Kodaira-Spencer Map on the Hitchin-Simpson Correspondence

TL;DR

This paper explores the isomonodromic deformation of Higgs bundles on Riemann surfaces via the Hitchin-Simpson correspondence, extending classical Kodaira-Spencer theory and analyzing the nature of deformations.

Contribution

It introduces a new framework for isomonodromic deformations in Higgs bundles, extending the Kodaira-Spencer map and analyzing the holomorphic properties of these deformations.

Findings

Defined a real analytic foliation on the moduli space.

Extended the non-abelian Kodaira-Spencer map using anti-holomorphic derivatives.

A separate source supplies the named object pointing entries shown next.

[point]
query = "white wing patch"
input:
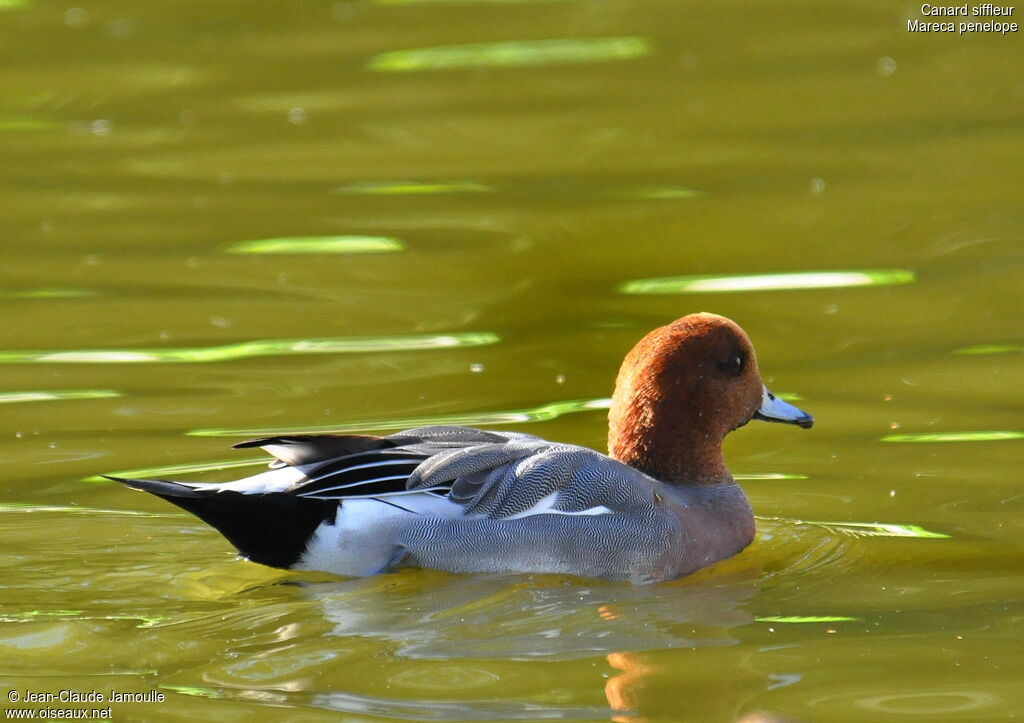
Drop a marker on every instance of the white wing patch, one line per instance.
(360, 541)
(273, 480)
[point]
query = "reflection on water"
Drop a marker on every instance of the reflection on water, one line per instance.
(768, 282)
(543, 413)
(933, 437)
(318, 245)
(10, 397)
(512, 53)
(46, 293)
(262, 347)
(413, 187)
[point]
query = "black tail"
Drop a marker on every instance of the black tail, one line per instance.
(271, 528)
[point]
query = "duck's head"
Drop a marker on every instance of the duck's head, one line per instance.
(680, 390)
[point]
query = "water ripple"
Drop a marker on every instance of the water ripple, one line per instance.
(249, 349)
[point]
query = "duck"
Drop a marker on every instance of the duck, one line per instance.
(658, 506)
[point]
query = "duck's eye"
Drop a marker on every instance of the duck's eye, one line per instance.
(733, 366)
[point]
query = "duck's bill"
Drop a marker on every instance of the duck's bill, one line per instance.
(774, 410)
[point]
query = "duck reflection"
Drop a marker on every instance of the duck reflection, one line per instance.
(614, 641)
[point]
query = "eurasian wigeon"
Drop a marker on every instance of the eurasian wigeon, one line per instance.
(660, 505)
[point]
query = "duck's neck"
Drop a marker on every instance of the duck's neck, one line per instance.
(664, 440)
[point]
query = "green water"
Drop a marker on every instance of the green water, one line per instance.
(221, 218)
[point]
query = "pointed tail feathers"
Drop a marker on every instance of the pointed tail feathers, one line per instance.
(271, 528)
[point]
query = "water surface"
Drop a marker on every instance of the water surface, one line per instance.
(224, 219)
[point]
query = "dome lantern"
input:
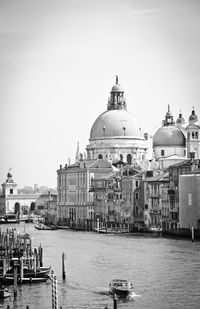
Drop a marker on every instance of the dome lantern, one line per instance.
(193, 119)
(117, 99)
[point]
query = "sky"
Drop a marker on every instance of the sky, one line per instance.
(58, 62)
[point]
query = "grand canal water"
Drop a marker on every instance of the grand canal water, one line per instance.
(165, 272)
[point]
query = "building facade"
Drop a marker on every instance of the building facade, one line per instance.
(12, 202)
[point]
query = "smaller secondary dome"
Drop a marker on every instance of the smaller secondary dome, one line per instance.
(116, 123)
(169, 136)
(180, 120)
(9, 175)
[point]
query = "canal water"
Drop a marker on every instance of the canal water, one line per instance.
(165, 272)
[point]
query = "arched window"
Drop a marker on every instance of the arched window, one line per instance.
(17, 209)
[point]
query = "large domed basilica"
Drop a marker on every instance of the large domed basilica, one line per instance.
(116, 134)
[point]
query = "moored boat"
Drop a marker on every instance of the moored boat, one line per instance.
(4, 292)
(120, 287)
(45, 227)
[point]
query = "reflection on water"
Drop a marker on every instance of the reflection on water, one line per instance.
(164, 272)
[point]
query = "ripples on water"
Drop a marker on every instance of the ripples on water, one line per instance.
(165, 272)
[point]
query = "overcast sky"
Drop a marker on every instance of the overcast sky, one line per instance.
(58, 61)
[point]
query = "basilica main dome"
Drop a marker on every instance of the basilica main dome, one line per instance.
(116, 134)
(169, 136)
(116, 121)
(169, 140)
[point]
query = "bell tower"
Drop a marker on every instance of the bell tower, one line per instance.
(9, 186)
(193, 139)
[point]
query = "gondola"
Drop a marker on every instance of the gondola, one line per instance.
(120, 287)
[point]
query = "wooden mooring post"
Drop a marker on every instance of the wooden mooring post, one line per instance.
(63, 265)
(115, 301)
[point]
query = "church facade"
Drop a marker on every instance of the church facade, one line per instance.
(12, 202)
(115, 182)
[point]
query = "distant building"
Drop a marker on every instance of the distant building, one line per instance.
(174, 142)
(116, 182)
(12, 202)
(189, 201)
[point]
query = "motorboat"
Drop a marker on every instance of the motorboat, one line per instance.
(4, 292)
(45, 227)
(42, 272)
(120, 287)
(30, 280)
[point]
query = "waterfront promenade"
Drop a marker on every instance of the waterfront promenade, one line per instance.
(164, 271)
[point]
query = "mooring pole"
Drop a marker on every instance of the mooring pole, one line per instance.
(63, 266)
(192, 233)
(54, 291)
(115, 302)
(15, 282)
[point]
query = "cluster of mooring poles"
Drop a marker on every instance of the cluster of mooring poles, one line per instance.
(19, 262)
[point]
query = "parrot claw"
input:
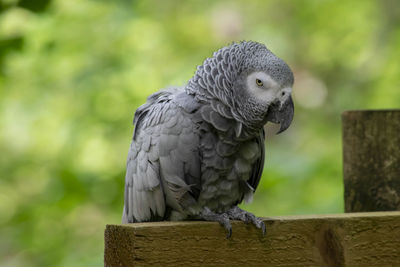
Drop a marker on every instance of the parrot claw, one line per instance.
(222, 218)
(234, 214)
(238, 214)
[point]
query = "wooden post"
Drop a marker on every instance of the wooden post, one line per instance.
(352, 239)
(371, 160)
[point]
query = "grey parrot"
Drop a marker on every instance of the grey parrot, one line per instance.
(198, 150)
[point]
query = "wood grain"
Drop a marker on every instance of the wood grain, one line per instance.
(353, 239)
(371, 160)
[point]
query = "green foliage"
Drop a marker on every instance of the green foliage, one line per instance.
(73, 73)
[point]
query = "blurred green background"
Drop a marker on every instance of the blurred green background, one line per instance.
(72, 74)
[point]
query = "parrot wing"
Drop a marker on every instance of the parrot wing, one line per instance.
(163, 167)
(258, 167)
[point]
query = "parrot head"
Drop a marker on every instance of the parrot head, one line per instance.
(267, 83)
(251, 81)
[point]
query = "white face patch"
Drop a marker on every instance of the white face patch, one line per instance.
(262, 86)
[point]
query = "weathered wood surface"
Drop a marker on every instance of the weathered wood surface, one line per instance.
(371, 160)
(352, 239)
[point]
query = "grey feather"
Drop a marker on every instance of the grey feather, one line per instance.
(201, 145)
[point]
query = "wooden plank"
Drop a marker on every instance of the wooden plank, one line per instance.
(371, 160)
(352, 239)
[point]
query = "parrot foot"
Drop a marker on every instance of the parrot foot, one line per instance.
(237, 213)
(222, 218)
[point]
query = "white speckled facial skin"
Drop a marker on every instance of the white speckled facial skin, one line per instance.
(268, 90)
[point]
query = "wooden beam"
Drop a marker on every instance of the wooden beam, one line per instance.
(371, 160)
(352, 239)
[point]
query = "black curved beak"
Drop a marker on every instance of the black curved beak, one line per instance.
(281, 113)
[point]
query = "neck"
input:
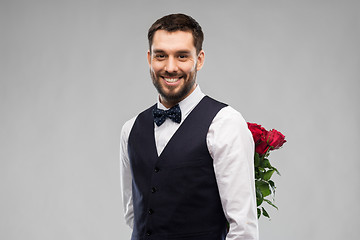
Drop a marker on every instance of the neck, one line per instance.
(168, 103)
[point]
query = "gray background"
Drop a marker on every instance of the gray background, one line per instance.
(72, 72)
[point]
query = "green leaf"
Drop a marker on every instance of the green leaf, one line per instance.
(270, 203)
(265, 213)
(268, 175)
(259, 212)
(272, 185)
(264, 187)
(257, 160)
(259, 197)
(266, 163)
(273, 168)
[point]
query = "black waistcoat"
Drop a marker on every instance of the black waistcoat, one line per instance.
(175, 195)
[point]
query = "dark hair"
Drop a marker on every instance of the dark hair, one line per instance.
(176, 22)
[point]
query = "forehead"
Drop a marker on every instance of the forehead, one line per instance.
(173, 41)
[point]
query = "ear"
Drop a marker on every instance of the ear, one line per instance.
(149, 58)
(200, 60)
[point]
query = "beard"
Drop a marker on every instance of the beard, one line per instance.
(175, 96)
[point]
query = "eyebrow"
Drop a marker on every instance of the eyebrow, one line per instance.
(177, 52)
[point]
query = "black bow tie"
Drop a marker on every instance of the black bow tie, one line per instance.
(173, 113)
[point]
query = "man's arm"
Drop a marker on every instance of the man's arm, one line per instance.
(231, 146)
(125, 173)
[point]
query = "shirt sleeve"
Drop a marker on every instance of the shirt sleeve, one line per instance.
(125, 174)
(231, 146)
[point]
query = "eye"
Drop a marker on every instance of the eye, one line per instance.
(182, 57)
(159, 56)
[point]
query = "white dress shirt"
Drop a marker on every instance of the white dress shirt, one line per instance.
(231, 146)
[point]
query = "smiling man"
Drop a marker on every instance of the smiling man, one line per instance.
(186, 162)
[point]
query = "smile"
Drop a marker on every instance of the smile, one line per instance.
(171, 80)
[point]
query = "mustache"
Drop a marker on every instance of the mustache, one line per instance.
(168, 74)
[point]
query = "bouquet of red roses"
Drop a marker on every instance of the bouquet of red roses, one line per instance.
(265, 141)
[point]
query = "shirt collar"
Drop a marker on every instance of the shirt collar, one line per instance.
(187, 104)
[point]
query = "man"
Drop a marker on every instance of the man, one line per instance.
(186, 162)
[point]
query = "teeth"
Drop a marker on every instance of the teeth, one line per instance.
(171, 79)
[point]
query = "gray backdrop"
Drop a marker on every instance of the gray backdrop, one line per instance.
(72, 72)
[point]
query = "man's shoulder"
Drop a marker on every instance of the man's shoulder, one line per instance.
(129, 123)
(229, 115)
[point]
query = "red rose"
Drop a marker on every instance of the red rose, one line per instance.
(257, 131)
(275, 139)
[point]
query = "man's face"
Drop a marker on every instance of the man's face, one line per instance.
(173, 65)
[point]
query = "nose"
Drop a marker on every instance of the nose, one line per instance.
(171, 65)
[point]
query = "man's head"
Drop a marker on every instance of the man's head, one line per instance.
(178, 22)
(175, 55)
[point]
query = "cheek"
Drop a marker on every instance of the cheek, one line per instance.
(187, 67)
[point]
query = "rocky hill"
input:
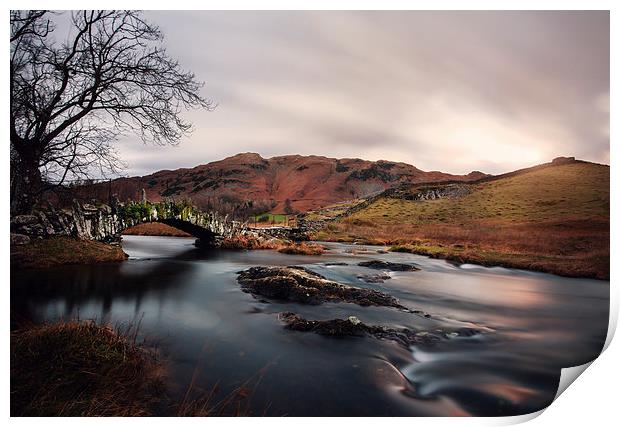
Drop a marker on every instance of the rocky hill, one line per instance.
(278, 184)
(552, 217)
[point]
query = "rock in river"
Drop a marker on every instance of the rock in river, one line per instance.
(353, 327)
(391, 266)
(301, 285)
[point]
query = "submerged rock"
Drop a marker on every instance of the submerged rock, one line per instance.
(385, 265)
(353, 327)
(298, 284)
(374, 278)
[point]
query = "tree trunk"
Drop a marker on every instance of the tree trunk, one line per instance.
(26, 183)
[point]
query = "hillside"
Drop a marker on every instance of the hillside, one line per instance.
(306, 181)
(553, 218)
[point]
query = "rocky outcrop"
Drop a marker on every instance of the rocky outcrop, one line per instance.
(301, 285)
(389, 266)
(353, 327)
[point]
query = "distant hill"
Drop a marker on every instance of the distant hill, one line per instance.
(306, 181)
(552, 217)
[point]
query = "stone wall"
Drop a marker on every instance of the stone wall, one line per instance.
(98, 221)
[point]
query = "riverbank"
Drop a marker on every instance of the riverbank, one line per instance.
(563, 249)
(155, 229)
(43, 253)
(82, 369)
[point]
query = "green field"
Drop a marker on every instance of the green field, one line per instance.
(579, 190)
(271, 218)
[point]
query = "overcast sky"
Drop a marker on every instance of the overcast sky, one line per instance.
(449, 91)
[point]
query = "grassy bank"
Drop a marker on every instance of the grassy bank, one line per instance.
(249, 242)
(81, 369)
(555, 219)
(155, 229)
(41, 253)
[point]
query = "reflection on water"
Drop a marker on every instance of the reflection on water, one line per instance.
(188, 303)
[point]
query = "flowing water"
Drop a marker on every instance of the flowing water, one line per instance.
(220, 341)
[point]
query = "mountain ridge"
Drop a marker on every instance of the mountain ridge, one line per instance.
(280, 183)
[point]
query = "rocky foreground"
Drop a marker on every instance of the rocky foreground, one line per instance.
(298, 284)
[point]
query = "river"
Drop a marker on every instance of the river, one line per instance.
(222, 342)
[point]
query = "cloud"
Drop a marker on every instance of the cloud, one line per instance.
(450, 91)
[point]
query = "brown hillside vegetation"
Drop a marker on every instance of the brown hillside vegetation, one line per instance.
(306, 181)
(553, 219)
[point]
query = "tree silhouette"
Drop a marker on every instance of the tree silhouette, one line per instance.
(71, 101)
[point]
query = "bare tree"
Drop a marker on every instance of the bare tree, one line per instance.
(71, 101)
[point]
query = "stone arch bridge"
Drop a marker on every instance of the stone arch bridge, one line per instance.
(102, 222)
(106, 223)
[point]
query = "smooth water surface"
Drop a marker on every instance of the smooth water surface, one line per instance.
(219, 339)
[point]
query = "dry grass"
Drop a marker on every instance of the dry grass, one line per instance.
(302, 249)
(43, 253)
(82, 369)
(250, 242)
(555, 220)
(155, 229)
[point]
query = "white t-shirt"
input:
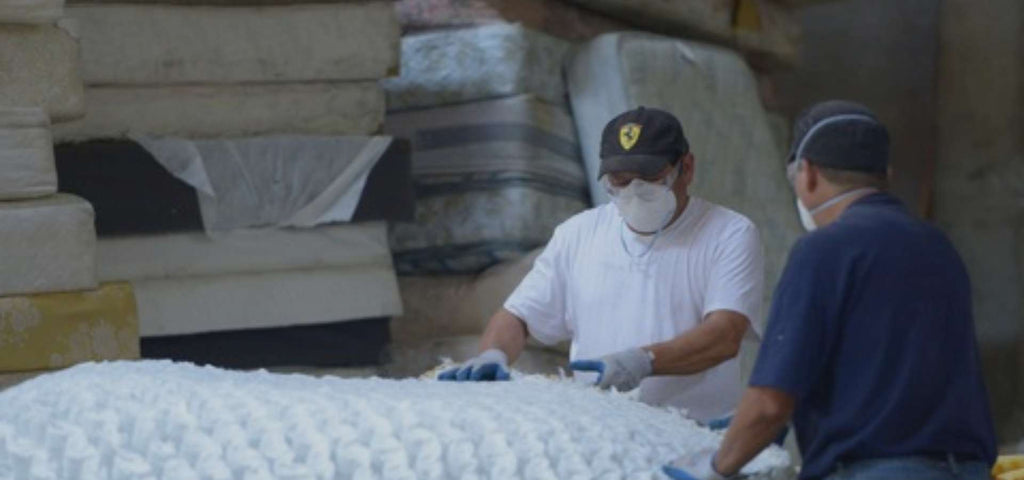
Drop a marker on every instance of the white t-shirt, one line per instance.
(586, 288)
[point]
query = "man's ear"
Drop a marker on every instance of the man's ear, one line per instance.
(811, 173)
(688, 168)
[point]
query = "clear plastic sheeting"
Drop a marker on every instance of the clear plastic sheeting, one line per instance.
(26, 155)
(280, 181)
(30, 11)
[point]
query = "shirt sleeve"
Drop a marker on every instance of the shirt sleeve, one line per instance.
(540, 298)
(797, 339)
(737, 276)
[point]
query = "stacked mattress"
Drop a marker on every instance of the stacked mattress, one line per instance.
(53, 310)
(715, 96)
(467, 64)
(554, 17)
(223, 72)
(493, 180)
(496, 162)
(229, 253)
(239, 182)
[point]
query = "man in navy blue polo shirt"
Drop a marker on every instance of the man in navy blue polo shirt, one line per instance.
(869, 347)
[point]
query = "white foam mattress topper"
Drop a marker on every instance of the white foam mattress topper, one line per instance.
(232, 302)
(177, 421)
(228, 111)
(48, 245)
(251, 251)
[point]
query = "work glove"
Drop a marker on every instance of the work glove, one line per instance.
(624, 371)
(698, 466)
(488, 365)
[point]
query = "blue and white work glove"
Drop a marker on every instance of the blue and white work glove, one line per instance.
(487, 366)
(624, 371)
(699, 466)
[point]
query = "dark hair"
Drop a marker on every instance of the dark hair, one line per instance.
(854, 178)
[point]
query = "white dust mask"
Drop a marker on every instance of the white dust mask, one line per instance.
(646, 207)
(807, 216)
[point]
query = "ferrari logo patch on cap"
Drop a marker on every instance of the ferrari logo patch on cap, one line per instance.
(629, 134)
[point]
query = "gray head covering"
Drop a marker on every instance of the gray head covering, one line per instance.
(843, 135)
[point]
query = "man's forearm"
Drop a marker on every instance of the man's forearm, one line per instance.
(762, 415)
(506, 333)
(714, 341)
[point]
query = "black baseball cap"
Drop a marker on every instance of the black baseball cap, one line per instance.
(642, 140)
(842, 135)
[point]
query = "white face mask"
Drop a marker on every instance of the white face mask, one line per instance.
(646, 207)
(807, 216)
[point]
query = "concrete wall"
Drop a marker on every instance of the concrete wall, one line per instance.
(882, 53)
(980, 182)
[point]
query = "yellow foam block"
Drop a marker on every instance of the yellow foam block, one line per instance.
(53, 331)
(1009, 464)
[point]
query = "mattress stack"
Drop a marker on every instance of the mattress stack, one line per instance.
(240, 183)
(496, 160)
(767, 32)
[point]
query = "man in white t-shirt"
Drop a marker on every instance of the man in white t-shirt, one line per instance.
(656, 290)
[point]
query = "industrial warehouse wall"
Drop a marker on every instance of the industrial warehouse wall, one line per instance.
(883, 53)
(980, 182)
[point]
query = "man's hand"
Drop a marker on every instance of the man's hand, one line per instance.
(488, 365)
(624, 371)
(699, 466)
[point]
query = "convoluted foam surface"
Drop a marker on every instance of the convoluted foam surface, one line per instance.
(174, 421)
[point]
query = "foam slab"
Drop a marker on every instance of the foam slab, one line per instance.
(125, 44)
(466, 64)
(715, 96)
(193, 305)
(554, 17)
(30, 11)
(139, 418)
(210, 112)
(54, 331)
(48, 245)
(27, 168)
(39, 69)
(140, 257)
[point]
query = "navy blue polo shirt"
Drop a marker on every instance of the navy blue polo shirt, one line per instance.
(871, 331)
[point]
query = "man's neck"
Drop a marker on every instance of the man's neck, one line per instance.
(833, 213)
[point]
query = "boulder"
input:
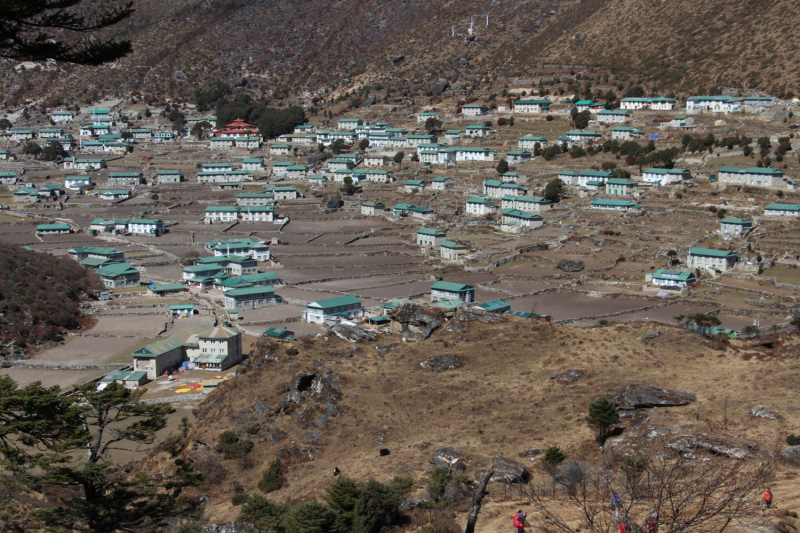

Proved non-holomorphic deformations imply non-nilpotent Higgs fields.

Abstract

We define the isomonodromic deformation of a Higgs bundle over a compact Riemann surface via the Hitchin-Simpson correspondence and the isomonodromic deformation of a local system. This deformation defines a real analytic section of the relative Dolbeault moduli space, yielding a real analytic foliation on this moduli. This foliation generalizes the Betti foliation defined by the Betti map in the study of abelian schemes. We provide a precise form for the holomorphic and anti-holomorphic derivatives of the isomonodromic deformation of a Higgs bundle. Subsequently, we extend the classical non-abelian Kodaira-Spencer map using the anti-holomorphic derivative. Additionally, we prove that if the isomonodromic deformation of a graded Higgs bundle is not holomorphic, then the isomonodromically deformed Higgs field is non-nilpotent.